Artikel 5 Niet-uitkeringsgerechtigden en ANW-ers

  • 1 Niet-uitkeringsgerechtigden van 23 jaar en ouder en mensen met een uitkering op grond van de ANW van 23 jaar en ouder kunnen aanspraak maken op ondersteuning bij arbeidsinschakeling ten behoeve van het realiseren van de, naar het oordeel van het college, kortste weg naar duurzame arbeid.

  • 2 Het college stelt de aanspraken en de voorzieningen vast, die beschikbaar zijn voor personen behorende tot de groepen bedoeld in het eerste lid.

Artikel 6 Criteria ontheffing arbeidsplicht

  • 1 Het college kan met inachtneming van artikel 9 tweede lid van de Wwb, onderscheidenlijk artikel 37a van de IOAW en de IOAZ bepalen dat aan belanghebbende tijdelijk, geheel of gedeeltelijk, ontheffing wordt verleend van de in artikel 4 eerste lid en artikel 4 derde lid van deze verordening genoemde verplichtingen:

    • a.

      indien de combinatie van zorg en arbeid of de combinatie van zorg en voorziening niet mogelijk is voor alleenstaande ouders;

    • b.

      indien belanghebbende om psychische dan wel medische redenen niet in staat is om te werken.

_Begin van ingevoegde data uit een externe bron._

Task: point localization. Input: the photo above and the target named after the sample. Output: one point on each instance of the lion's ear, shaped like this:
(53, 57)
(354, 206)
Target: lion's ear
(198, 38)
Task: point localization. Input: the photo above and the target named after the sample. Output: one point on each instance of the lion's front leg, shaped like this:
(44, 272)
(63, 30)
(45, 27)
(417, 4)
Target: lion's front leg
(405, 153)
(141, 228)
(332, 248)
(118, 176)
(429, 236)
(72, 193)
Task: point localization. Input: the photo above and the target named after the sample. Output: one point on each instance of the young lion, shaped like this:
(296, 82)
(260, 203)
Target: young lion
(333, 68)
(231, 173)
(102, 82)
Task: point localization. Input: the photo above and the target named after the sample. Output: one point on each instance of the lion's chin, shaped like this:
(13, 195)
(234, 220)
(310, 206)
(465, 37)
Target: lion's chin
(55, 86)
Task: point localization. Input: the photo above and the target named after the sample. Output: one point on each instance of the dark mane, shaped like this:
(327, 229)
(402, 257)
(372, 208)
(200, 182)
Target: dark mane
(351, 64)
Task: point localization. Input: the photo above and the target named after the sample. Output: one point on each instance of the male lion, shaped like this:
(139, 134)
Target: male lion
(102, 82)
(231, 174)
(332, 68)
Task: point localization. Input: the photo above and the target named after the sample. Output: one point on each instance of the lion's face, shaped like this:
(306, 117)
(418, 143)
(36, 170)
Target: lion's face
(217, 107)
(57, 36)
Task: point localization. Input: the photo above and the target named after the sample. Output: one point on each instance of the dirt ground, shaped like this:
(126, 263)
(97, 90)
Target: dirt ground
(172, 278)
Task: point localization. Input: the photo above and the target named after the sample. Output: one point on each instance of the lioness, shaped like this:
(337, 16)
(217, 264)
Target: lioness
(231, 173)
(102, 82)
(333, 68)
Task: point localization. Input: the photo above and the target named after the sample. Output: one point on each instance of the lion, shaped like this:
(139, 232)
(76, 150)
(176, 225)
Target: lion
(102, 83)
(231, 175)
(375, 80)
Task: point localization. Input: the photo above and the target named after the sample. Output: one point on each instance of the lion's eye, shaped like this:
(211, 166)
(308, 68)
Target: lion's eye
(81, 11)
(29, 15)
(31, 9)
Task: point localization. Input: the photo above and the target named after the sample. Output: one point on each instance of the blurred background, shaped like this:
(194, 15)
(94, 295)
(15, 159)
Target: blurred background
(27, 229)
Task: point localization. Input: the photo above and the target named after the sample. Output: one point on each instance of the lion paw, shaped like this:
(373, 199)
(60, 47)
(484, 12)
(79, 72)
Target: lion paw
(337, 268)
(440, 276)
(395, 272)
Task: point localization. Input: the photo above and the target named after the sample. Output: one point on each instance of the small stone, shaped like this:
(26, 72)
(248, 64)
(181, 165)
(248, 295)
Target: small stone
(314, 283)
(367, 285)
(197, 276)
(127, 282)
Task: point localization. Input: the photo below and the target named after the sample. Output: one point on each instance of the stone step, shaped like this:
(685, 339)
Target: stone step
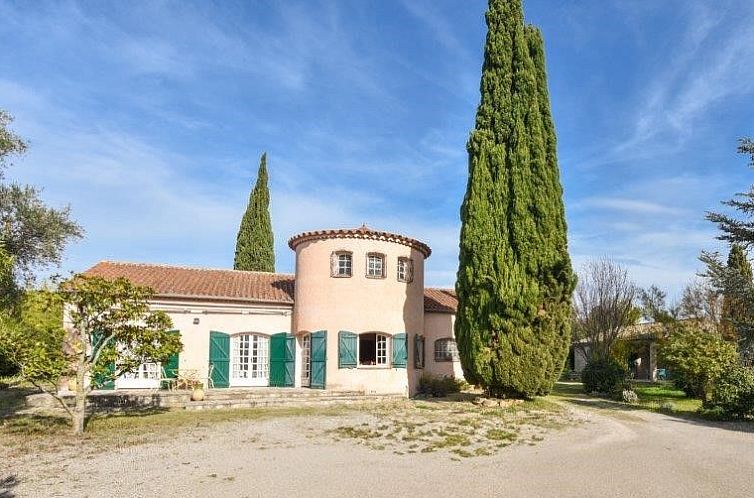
(279, 402)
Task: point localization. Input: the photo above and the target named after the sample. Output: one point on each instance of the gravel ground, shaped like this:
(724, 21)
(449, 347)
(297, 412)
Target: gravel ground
(610, 454)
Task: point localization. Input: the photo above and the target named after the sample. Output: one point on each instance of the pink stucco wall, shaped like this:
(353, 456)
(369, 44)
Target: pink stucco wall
(359, 304)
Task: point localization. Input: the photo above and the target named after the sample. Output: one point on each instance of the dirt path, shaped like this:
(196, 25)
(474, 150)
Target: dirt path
(611, 454)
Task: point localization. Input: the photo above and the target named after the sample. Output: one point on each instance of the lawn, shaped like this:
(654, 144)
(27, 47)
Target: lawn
(661, 397)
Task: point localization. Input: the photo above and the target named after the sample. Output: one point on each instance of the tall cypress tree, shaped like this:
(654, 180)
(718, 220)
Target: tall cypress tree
(255, 247)
(514, 279)
(735, 312)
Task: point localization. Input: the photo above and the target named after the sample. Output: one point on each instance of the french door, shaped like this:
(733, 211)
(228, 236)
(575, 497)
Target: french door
(250, 361)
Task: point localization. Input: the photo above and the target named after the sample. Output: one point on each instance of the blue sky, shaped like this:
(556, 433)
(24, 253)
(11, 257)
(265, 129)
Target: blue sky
(148, 118)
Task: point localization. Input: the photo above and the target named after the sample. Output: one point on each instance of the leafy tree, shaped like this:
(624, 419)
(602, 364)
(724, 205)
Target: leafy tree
(514, 279)
(734, 310)
(697, 357)
(33, 234)
(109, 330)
(603, 306)
(255, 249)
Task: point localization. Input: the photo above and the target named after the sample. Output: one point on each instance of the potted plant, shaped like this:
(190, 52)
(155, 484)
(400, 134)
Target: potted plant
(197, 394)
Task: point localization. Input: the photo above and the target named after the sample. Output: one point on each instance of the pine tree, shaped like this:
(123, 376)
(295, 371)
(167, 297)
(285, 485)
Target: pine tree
(734, 311)
(515, 279)
(255, 249)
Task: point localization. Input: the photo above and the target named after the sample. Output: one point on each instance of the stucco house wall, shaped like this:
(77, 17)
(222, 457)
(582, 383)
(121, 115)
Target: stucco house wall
(228, 317)
(202, 300)
(359, 304)
(439, 326)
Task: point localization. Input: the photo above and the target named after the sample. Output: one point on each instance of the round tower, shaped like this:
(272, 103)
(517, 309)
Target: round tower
(365, 289)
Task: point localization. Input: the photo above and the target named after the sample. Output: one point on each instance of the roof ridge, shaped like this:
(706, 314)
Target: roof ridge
(196, 268)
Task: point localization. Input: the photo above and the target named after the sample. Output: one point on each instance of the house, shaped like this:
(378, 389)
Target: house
(354, 316)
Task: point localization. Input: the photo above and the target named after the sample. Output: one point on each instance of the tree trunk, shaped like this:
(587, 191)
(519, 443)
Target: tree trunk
(79, 409)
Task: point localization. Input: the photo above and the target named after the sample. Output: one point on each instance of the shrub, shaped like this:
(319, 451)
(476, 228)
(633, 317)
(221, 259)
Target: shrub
(604, 376)
(697, 358)
(629, 396)
(733, 392)
(439, 386)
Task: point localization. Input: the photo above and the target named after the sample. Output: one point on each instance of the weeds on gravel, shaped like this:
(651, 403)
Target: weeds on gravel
(455, 426)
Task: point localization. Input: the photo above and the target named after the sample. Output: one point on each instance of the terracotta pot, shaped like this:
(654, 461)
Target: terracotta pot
(197, 395)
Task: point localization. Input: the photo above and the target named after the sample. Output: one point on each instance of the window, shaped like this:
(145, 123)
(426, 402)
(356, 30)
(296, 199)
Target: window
(405, 270)
(372, 349)
(446, 350)
(418, 351)
(375, 265)
(342, 264)
(306, 354)
(250, 359)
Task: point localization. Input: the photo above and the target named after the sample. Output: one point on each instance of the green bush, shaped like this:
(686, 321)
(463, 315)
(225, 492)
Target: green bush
(733, 393)
(697, 358)
(605, 376)
(439, 386)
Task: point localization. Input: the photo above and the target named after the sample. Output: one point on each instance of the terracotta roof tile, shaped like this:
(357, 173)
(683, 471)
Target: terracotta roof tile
(219, 284)
(363, 232)
(180, 281)
(440, 300)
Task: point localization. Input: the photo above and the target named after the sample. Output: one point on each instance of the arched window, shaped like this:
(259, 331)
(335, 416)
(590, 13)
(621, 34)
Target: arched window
(341, 264)
(446, 350)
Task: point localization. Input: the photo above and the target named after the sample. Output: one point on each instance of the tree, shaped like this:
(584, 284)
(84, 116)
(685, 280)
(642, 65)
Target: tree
(514, 280)
(603, 305)
(110, 330)
(255, 249)
(702, 303)
(735, 230)
(697, 358)
(734, 280)
(734, 310)
(33, 234)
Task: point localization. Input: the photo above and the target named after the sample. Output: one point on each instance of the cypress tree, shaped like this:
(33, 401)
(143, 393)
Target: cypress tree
(255, 250)
(514, 280)
(734, 310)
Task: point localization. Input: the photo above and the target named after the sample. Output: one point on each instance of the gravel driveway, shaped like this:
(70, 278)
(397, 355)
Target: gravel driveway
(610, 454)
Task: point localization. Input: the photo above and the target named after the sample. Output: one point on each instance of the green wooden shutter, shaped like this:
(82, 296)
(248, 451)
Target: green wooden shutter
(290, 360)
(318, 359)
(171, 366)
(219, 356)
(347, 342)
(107, 380)
(400, 351)
(277, 359)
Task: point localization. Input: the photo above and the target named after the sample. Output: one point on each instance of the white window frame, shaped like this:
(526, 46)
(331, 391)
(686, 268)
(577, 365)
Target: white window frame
(250, 361)
(381, 350)
(446, 349)
(405, 270)
(306, 363)
(145, 376)
(341, 264)
(375, 270)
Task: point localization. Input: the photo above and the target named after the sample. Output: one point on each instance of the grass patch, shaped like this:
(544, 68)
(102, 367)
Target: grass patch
(34, 433)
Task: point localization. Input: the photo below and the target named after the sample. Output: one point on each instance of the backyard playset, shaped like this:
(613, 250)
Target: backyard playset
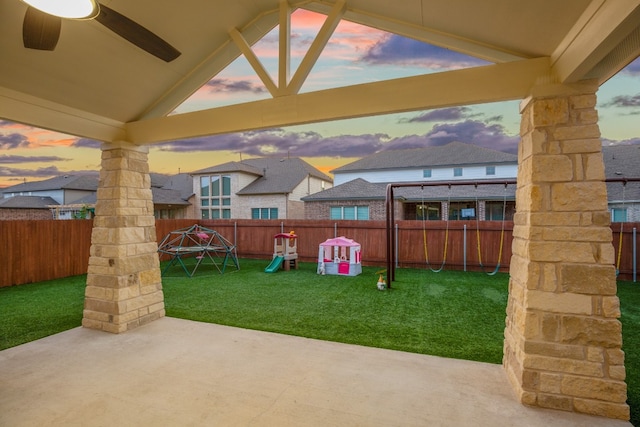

  • 2 Ontheffing van de arbeidsplicht wordt slechts voor een door het college vast te stellen periode verleend en met inachtneming van de criteria in de Beleidsnotitie Reïntegratie.

  • 3 Op basis van een herbeoordeling kan het college besluiten een ontheffing na afloop van de vastgestelde periode te verlengen.

Artikel 7 Voorzieningen

  • 1 Het college kan een persoon behorende tot de doelgroep (laten) begeleiden bij het zoeken naar en verwerven van arbeid, alsmede bij het wegnemen van belemmeringen voor de arbeidsinschakeling. Het college geeft binnen de kaders van deze verordening verdere uitwerking aan de aard van de voorzieningen.

  • 2 De voorzieningen zijn onder te verdelen in de volgende categorieën:

    • a.

      kortdurende ondersteuning bij arbeidsinschakeling;

    • b.

      langdurige ondersteuning bij arbeidsinschakeling;

    • c.

      gesubsidieerde arbeid;

    • d.

      sociale activering.

  • 3 Het doel van de inzet van voorzieningen is het bevorderen van arbeidsinschakeling van personen uit de doelgroep onder andere door het opdoen van werkervaring, het aanleren van vaardigheden en kennis, het opdoen van een werkritme, maatschappelijke participatie en/of het bevorderen van sociale - en zelfredzaamheid.

  • 4 Scholing kan onderdeel uitmaken van de voorzieningen in tweede lid. Daarnaast kan het college ook scholing als zelfstandige voorziening aanbieden.

  • 5 Het college kan voor de uitvoering van voorzieningen afspraken maken met derden, waaronder werkgevers en reïntegratiebedrijven.

Artikel 8 Afweging

  • 1 Bij de afweging welke voorziening het meest geschikt is voor welk persoon uit de doelgroep, worden de mogelijkheden en belemmeringen van de persoon en het belang van de gemeente tegen elkaar afgewogen. Daarbij houdt het college rekening met de zorgtaken van alleenstaande ouders voor hun kinderen. Hiernaast speelt de situatie op de arbeidsmarkt een rol.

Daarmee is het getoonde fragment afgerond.